I thought that last night might go just as poorly. I was scheduled to tell stories at a benefit for a local television network, but strong wins from the Northeaster had knocked the power out about an hour before I was set to perform, depriving me of a microphone or any light save candlelight. The room, which I have performed many times as a DJ, minister, and storyteller, isn't easy even with a microphone. It's long, cavernous, and unforgiving. 

Trying to get the attention of 200 people with no amplification in the dark was not going to be easy.

One of the organizers proposed that we just scrap my performance. People were laughing, drinking, and having a good time already. No sense in disturbing their fun in these conditions.

"Yes!" I thought. "Cancel me. This isn't going to work!"  

Ultimately it was decided that I should give it a try, so reluctantly, I slid two wooden boxes over to the center of the room, climbed atop them, asked a few people to point their cellphone lights at me, and I started speaking.


Instead of telling three stories covering 30 minutes, I told two stories that filled about 15 minutes before my voice wasn't going to allow me to tell a third. Though I didn't capture the attention of the entire room, I managed to grab a sizable portion and made them laugh with two stories that I punched up on the fly.

I wasn't great, but it wasn't terrible either. People listened and laughed.

When I was done, I sat down beside a woman who I know but hadn't seen in years. It turns out that she hosts a show on the TV network now with three friends. She asked me appear as a guest.

As I was leaving the building, an attorney stopped me in the lobby and asked if I would be willing to consult on storytelling and communications with his firm.

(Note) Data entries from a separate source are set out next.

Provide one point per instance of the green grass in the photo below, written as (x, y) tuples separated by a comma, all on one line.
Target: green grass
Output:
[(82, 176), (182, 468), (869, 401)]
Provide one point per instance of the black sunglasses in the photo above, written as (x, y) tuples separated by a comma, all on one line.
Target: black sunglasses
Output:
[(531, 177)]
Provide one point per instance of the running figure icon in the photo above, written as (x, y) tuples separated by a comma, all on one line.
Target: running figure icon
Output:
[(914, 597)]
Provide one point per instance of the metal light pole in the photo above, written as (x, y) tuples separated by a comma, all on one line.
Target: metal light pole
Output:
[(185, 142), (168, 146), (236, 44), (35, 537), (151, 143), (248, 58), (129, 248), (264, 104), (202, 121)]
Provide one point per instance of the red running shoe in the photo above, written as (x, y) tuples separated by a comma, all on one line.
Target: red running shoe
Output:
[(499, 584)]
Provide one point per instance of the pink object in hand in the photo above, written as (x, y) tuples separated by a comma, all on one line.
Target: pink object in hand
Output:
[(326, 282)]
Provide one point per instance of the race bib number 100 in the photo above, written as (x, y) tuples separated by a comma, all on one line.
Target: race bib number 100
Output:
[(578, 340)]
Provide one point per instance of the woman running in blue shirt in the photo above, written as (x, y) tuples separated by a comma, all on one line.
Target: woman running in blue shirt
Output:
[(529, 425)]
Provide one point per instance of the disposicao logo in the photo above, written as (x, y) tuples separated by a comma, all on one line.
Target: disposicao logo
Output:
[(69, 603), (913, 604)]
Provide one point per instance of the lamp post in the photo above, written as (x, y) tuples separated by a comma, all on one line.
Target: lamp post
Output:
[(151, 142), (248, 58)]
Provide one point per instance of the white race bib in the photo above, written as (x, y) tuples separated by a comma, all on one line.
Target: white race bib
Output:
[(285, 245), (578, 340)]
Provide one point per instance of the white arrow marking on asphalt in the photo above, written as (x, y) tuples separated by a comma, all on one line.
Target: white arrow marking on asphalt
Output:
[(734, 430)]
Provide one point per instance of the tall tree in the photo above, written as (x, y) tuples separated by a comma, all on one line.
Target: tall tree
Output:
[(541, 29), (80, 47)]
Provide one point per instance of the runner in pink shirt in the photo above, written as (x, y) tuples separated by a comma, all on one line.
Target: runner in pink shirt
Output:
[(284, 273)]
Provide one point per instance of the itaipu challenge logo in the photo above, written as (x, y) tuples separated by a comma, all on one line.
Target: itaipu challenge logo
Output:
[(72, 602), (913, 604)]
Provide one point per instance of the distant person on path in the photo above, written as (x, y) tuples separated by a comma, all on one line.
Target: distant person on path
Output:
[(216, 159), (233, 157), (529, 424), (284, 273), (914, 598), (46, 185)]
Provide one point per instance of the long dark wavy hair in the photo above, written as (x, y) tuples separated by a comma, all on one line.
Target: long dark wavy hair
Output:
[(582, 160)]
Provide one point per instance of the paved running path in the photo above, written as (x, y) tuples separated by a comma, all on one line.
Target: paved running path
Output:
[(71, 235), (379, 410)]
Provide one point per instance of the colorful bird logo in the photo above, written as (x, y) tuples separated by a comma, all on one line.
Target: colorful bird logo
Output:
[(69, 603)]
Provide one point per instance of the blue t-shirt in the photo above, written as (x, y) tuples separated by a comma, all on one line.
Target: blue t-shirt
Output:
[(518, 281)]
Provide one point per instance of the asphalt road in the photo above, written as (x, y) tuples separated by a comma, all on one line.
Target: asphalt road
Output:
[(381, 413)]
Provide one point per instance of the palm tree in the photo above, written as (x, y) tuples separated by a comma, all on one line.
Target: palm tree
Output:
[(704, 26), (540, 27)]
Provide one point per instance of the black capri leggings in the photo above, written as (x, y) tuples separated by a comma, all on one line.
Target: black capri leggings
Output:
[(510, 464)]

Someone in the parking lot then stopped me and thanked me for the laugh. A tree had fallen on his house that night, and he was heading home to inspect the damage. "I didn't think I'd be laughing at all tonight. I really appreciate it."

I'm constantly counseling people to say yes when an opportunity presents itself, even when that opportunity is less than ideal. I know people who would've refused to perform under those conditions last night, and honestly, I wouldn't have blamed them. It was an awkward, almost impossible situation. Had they asked me to cancel my performance, I would've happily obliged.

But I agreed to entertain an audience, so when they proposed that I give it a shot, I said yes. I stood up on those precarious wooden blocks, spoke with all the volume I could muster, and told two funny stories 

It wasn't perfect, but people laughed and enjoyed the performance. I received an offer to appear on a television show, an offer to consult at a local law firm, and I brightened the evening of a man who was having an otherwise very bad day. 

Not bad for performing in the dark, without amplification, under the light of a handful of phones.